Enfin sur huit trous, un seul a traversé la coque. Les autres étaient des « sauts de perceuse » susceptibles de se produire dans des conditions d’apesanteur sans support nécessaire. Le trou a également été percé dans le cadre (une nervure transversale de la coque du navire), suggérant que celui ou celle qui l’a percé n’était pas formé à la construction du Soyouz MS.

La NASA réfute
L’agence américaine a évidemment réfuté ces dangereuses accusations. « Les astronautes de la NASA, dont Serena Auñón-Chancellor, sont extrêmement respectés, servent leur pays et apportent une contribution inestimable à l’agence », a déclaré Kathy Lueders, chef des vols spatiaux habités de la NASA. « Nous soutenons Serena et sa conduite professionnelle. Nous ne pensons pas qu’il y ait de crédibilité à ces accusations ».

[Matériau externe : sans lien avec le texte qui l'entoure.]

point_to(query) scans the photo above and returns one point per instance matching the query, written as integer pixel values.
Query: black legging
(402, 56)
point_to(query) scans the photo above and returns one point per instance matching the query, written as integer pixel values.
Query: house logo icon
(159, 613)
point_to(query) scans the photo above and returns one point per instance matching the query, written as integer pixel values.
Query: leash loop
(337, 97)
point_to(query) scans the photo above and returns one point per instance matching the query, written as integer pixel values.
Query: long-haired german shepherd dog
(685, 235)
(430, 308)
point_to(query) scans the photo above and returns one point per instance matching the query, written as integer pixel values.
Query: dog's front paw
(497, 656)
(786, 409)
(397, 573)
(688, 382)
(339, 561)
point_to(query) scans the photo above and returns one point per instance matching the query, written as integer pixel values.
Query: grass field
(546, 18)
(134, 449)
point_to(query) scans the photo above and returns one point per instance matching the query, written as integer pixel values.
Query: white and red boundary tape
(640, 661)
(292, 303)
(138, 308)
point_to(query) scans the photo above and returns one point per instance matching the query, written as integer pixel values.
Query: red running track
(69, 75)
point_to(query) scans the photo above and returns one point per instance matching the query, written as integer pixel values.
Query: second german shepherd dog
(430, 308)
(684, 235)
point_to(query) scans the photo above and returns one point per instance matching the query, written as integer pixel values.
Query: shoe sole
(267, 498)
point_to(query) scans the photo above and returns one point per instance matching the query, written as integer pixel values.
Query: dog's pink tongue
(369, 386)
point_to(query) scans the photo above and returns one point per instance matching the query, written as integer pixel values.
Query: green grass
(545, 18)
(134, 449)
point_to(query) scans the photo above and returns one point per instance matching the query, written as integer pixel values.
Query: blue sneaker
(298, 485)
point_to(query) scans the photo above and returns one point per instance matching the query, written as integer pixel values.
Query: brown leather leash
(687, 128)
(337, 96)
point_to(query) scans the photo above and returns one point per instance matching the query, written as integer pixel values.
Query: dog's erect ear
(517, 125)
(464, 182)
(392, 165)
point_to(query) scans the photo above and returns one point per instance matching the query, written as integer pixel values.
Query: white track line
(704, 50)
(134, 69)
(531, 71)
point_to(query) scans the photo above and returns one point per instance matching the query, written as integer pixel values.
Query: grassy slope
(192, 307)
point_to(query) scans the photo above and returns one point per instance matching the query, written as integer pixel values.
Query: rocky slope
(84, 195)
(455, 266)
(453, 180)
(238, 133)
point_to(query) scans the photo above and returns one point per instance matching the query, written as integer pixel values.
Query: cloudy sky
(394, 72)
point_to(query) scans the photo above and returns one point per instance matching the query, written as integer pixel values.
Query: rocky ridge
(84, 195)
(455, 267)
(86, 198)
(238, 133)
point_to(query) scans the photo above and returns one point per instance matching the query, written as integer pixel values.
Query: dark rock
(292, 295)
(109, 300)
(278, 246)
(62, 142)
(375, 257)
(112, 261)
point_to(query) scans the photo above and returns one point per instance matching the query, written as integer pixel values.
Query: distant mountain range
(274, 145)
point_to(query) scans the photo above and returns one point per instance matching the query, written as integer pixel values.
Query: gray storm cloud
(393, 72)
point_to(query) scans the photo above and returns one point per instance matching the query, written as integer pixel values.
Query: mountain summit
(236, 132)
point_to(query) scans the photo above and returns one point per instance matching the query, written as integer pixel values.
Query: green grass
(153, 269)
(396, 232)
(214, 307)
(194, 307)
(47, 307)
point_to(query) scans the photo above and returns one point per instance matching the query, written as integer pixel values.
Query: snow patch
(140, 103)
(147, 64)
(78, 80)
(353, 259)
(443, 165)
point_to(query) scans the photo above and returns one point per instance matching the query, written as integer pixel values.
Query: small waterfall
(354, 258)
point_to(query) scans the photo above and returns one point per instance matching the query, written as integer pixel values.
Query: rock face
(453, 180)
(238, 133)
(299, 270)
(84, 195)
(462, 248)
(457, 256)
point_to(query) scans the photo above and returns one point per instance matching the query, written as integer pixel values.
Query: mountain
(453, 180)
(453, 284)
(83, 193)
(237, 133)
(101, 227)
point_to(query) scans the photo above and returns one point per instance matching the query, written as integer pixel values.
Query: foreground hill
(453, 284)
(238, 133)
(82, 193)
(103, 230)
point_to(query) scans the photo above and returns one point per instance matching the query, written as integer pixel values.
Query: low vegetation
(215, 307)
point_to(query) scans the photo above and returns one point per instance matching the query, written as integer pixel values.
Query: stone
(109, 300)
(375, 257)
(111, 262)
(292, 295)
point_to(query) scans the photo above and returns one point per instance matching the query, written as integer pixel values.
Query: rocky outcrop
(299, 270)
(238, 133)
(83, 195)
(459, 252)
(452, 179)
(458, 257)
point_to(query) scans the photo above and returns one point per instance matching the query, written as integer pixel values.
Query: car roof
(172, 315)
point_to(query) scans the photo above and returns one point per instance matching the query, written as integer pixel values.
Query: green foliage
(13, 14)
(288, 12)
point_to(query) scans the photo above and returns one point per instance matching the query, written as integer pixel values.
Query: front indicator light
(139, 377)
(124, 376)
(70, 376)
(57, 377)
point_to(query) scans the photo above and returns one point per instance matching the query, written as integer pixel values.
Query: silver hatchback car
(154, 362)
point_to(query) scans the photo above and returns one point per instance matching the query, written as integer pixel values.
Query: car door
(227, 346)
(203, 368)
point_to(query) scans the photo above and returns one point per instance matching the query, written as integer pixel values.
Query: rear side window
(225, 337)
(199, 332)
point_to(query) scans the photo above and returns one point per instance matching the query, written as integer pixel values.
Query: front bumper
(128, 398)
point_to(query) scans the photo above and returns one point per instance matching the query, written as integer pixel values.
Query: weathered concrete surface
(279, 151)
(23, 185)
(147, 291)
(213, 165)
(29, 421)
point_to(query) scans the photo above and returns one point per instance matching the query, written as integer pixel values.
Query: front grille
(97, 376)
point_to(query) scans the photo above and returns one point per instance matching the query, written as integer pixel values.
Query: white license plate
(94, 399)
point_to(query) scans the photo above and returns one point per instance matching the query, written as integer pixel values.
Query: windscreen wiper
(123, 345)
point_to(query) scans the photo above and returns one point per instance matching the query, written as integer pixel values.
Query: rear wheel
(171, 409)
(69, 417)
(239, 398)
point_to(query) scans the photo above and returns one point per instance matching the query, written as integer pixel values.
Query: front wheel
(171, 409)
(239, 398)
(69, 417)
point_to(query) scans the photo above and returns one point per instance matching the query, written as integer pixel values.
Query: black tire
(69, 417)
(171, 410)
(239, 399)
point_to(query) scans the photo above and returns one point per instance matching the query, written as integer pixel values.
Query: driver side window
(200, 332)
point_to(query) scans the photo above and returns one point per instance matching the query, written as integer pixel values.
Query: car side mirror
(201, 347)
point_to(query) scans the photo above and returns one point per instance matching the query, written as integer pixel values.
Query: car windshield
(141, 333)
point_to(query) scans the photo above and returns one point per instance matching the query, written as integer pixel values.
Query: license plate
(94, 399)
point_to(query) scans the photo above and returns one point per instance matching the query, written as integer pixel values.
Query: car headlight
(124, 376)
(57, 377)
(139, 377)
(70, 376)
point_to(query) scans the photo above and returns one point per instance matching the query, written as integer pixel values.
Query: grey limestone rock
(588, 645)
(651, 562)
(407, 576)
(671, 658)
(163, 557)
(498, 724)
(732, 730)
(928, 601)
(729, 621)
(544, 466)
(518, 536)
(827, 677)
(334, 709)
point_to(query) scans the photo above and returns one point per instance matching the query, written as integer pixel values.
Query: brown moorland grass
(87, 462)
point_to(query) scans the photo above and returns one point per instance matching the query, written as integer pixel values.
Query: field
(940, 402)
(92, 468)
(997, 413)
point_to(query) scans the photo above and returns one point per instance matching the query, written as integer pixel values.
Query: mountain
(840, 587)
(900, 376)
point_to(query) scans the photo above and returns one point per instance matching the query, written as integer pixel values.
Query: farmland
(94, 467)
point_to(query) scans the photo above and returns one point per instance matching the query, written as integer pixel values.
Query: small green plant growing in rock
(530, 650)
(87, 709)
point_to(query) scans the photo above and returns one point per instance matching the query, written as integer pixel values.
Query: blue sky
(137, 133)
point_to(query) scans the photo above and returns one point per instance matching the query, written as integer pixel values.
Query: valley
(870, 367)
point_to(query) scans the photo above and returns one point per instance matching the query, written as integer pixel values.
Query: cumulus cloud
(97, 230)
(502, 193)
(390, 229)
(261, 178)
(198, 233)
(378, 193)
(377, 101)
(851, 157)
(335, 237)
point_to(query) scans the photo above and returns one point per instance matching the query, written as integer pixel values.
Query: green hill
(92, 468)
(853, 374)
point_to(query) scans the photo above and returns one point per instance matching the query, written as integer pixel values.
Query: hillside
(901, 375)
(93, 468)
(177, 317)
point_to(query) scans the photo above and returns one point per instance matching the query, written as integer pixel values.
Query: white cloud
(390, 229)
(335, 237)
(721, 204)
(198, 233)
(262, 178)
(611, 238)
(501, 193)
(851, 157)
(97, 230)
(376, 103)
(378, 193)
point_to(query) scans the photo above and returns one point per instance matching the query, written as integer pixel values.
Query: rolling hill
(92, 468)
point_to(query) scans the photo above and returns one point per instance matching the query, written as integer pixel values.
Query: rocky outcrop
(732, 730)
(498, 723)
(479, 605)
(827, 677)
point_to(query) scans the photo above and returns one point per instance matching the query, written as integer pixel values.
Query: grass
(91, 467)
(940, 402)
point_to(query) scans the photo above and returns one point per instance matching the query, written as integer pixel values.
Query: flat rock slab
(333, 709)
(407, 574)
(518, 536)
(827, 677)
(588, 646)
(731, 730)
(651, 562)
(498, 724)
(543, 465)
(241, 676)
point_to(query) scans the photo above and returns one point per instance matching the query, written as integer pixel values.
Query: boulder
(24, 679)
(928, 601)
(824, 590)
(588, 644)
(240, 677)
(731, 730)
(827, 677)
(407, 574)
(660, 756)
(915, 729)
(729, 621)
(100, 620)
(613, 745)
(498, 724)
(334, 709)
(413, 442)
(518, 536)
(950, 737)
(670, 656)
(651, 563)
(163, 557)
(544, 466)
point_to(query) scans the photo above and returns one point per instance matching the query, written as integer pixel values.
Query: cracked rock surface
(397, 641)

L’idée qu’une astronaute se faufile dans l’espace côté russe pour percer un trou dans la coque d’un module dans le but de rentrer plus tôt sur Terre paraît tout de même absurde. D’autant que le programme de station spatiale de la NASA avait déjà enregistré plusieurs chutes de pressions fin août 2018, et aucun des astronautes américains de la station ne se trouvait à proximité du véhicule Soyouz à ce moment-là. Les responsables américains avaient à l’époque partagé ces données avec les Russes.
Si l’article de TASS écarte la possibilité que le problème se soit produit sur Terre, c’est pourtant la théorie la plus plausible, selon Ars Technica. En effet, un technicien aurait pu accidentellement endommager le vaisseau et chercher à dissimuler cette erreur en appliquant un « patch de fortune ». Cette opération aurait pu permettre au vaisseau de passer le test en chambre à vide sur Terre, avant de finalement céder à cause d’une exposition prolongée en orbite.